Moorish-Style Salad with Cumin and Smoked Paprika (Ensalada Morisca)

Moorish-Style Salad with Cumin and Smoked Paprika (Ensalada Morisca) Recipe
Becky Luigart-Stayner
Cumin is a Moorish legacy brought to Spain from North Africa. Prepare and refrigerate the dressing a day ahead.

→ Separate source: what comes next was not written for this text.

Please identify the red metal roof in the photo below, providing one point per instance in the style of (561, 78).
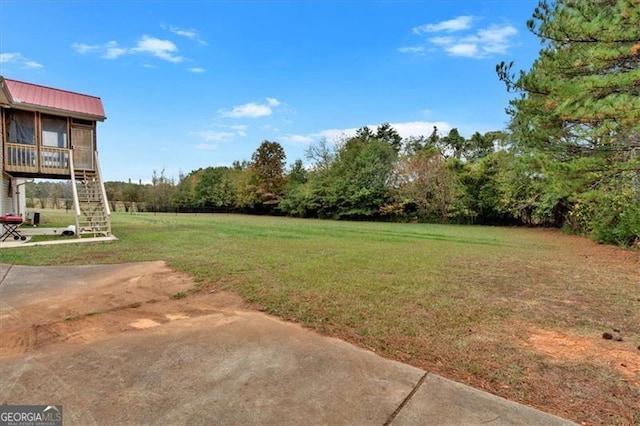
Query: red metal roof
(33, 95)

Toss with greens, onions, and tomatoes just before serving.

Yield:

6 servings (serving size: 1 1/3 cups)

Recipe from

Cooking Light

Nutritional Information

Calories 65
Caloriesfromfat 44 %
Fat 3.4 g
Satfat 0.6 g
Monofat 2.1 g
Polyfat 0.5 g
Protein 3.5 g
Carbohydrate 6.1 g
Fiber 2.3 g
Cholesterol 6 mg
Iron 1.2 mg
Sodium 292 mg
Calcium 54 mg

Ingredients

Dressing:
1 1/2 tablespoons minced fresh parsley
1 teaspoon chopped canned anchovy fillets
1/2 teaspoon cumin seeds
1/4 teaspoon Spanish smoked sweet paprika
3 garlic cloves, minced
3 tablespoons white wine vinegar
1 tablespoon extravirgin olive oil
Salad:
6 cups torn escarole
2 cups halved cherry tomatoes
1/2 cup vertically sliced red onion

Preparation

To prepare dressing, combine first 5 ingredients in a mortar or small bowl; grind with a pestle until mixture forms a smooth paste. Add vinegar and oil; stir with a whisk.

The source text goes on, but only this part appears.